With that, I will now turn the call over to our CEO, John Lundgren.

John Lundgren

Thanks, Kate. Good morning, everybody. If you will take a look at the presentation posted to the website, I'd like to first summarize some of the first quarter highlights that we experienced. Then I will say, as Kate has pointed out, this is the last quarter where we'll provide -- feel the need to provide as much pro forma data from the second quarter forward. Everything will be quite clean. As a reminder, the transaction with Black & Decker closed on March 12, 2010, so there are a couple weeks of Black & Decker performance included in the GAAP measures. And from second quarter onwards, it'll be clean. It'll be more clear. But we think the pro forma comparisons are most helpful to you in understanding our business.

Revenues increased 9% on a pro forma basis to -- up 9%; on a pro forma basis, $2.4 billion; organically, up 4%. Strong growth in emerging markets, particularly Latin America. We had some great share gains. New products are doing well. Jim Loree is going to talk about that in the segment breakdown. And certainly, from successful implementations of the first signs of some positive growth from our revenue synergy plans.

Diluted EPS was $1.08 reflecting a significantly favorable tax rate. Diluted GAAP EPS was $0.92. Per the press release, the tax rate contributed about $0.12 to earnings relative to our planned rate. I'll come on to that again in just a sec. Free cash flow of $61 million was up $24 million versus the prior year. That excludes the $37 million of merger-related payments.

As a reminder, we increased our dividend 21% in February, and we've announced a $250 million share repurchase program that will begin in the second quarter. That $250 million program, when completed, will consume less than half of the $7.8 million authorization that's still outstanding. And I think it's important at this stage, Don will spend more time on it, but to be clear, the purpose is simply to avoid creep. Our stock is up 16% year-to-date, almost 30% on a 6-month basis and 80% since we announced the merger. The guidance we provided in our plans were for average share count during 2011 of approximately 170 million shares. As options have been exercised, that creep would drive us up to above 175 million shares. So with the repurchase, our current best estimate would be about 172 million shares as our share count, which is 2 million shares higher, even including the repurchase program, than was assumed and provided when Don provided our initial guidance for the 2011 year. That's hopefully will be helpful to you in your modeling.

Commodity inflation headwinds continue to persist. We think they'll peak in the second quarter based on everything we know, and we'll recover 80% of that or more, be it pricing, in the second half as many of the price increases that we've already negotiated will take effect late in the second quarter and early in the third quarter. 2011 guidance, as a consequence, has increased to the range of $5 to $5.25 due to the tax rate favorability that I discussed.

So far so good on the integration.
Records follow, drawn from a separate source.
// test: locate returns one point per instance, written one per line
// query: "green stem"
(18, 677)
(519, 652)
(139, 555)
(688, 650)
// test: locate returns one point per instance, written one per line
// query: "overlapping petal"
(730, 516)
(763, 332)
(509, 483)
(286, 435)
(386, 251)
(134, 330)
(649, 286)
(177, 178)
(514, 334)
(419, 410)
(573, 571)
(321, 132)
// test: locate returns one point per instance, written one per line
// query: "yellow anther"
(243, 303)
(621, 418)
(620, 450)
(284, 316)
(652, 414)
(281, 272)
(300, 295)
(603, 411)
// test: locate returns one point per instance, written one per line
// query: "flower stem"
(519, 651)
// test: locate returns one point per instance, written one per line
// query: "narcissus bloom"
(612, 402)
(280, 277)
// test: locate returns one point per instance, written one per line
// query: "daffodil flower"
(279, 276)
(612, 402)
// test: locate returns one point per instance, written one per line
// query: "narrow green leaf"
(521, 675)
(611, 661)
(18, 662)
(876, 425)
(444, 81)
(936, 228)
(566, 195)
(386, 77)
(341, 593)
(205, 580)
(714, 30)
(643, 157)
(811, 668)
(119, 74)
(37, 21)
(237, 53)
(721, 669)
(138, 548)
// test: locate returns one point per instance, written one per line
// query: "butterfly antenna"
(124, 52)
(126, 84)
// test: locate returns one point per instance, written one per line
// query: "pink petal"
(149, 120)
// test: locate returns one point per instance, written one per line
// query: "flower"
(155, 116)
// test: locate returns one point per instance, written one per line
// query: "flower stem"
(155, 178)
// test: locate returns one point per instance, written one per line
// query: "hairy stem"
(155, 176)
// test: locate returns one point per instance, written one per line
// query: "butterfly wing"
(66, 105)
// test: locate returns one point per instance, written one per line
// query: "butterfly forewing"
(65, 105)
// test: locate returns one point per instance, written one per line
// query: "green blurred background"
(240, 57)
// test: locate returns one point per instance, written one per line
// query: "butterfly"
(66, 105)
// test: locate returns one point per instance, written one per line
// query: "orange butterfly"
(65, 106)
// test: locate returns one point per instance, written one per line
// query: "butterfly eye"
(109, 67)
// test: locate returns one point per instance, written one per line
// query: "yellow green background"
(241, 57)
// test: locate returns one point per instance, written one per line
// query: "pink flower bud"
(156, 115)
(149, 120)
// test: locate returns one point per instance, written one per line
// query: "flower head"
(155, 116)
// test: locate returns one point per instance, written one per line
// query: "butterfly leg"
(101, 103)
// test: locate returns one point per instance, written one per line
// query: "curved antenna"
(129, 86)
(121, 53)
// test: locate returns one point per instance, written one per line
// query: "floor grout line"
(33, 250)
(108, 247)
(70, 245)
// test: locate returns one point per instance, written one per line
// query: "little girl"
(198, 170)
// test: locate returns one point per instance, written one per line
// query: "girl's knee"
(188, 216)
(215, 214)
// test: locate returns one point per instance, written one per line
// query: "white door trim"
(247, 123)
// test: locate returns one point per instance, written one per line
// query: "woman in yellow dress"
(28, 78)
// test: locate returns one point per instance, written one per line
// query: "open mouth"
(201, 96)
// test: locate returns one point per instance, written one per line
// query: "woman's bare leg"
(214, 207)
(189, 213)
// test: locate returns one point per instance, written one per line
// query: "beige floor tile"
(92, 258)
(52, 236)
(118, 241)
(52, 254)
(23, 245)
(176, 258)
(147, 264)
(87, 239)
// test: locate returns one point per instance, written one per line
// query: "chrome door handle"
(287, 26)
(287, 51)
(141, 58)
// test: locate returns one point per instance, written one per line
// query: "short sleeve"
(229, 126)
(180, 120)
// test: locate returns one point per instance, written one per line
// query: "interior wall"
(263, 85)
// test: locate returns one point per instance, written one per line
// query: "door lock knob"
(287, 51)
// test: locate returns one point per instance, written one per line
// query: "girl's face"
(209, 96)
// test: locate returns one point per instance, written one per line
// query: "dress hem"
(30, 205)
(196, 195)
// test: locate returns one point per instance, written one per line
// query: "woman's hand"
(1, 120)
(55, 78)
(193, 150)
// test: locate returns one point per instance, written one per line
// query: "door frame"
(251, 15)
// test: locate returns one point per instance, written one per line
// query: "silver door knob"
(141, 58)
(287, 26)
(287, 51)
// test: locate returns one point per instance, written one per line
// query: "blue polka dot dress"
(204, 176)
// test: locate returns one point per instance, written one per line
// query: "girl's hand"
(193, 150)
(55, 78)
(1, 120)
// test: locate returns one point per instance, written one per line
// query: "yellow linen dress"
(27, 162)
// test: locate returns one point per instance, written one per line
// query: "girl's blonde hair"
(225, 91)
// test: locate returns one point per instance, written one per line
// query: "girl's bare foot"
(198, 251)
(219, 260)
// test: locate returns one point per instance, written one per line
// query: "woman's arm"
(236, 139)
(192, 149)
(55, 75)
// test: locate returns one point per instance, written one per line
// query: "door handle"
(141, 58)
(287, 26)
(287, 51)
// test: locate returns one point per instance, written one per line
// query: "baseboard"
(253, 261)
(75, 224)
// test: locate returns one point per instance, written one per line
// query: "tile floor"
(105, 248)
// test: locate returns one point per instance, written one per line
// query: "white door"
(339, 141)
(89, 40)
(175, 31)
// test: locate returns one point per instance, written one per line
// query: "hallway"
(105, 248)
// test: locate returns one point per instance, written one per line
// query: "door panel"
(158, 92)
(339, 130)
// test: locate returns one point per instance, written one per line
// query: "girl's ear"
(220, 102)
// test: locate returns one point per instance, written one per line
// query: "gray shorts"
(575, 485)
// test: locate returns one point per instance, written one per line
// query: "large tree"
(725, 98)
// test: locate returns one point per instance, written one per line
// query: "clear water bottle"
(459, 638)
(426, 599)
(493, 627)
And if we could flip to Page 5, I think it is important because the integration remains our top priority. So I think an update on where we stand is relevant for this morning's call.

Our Steering Committee and our major footprint review group continued to meet regularly. We're looking at $165 million of realized synergies this year in calendar 2011. And in the first half of '11, we completed the end of a refresh process including all new opportunities, some of that we discussed on our analyst day, but we constantly monitor and update it formally on a monthly basis.

In the first half of '11, several major footprint-related projects will have been either launched or completed. We obviously don't talk about them in advance to the -- publicly or make no disclosure until Works Councils, if it's in Europe, or employees, if it's in the U.S., have been notified and consulted. Some of those programs are underway, for instance, our Rock Falls distribution center consolidation, and some are behind us in Jackson, Tennessee. The others, we'll update you as appropriate, but no public disclosure on exactly which facilities are involved as is our policy and that just makes good business sense.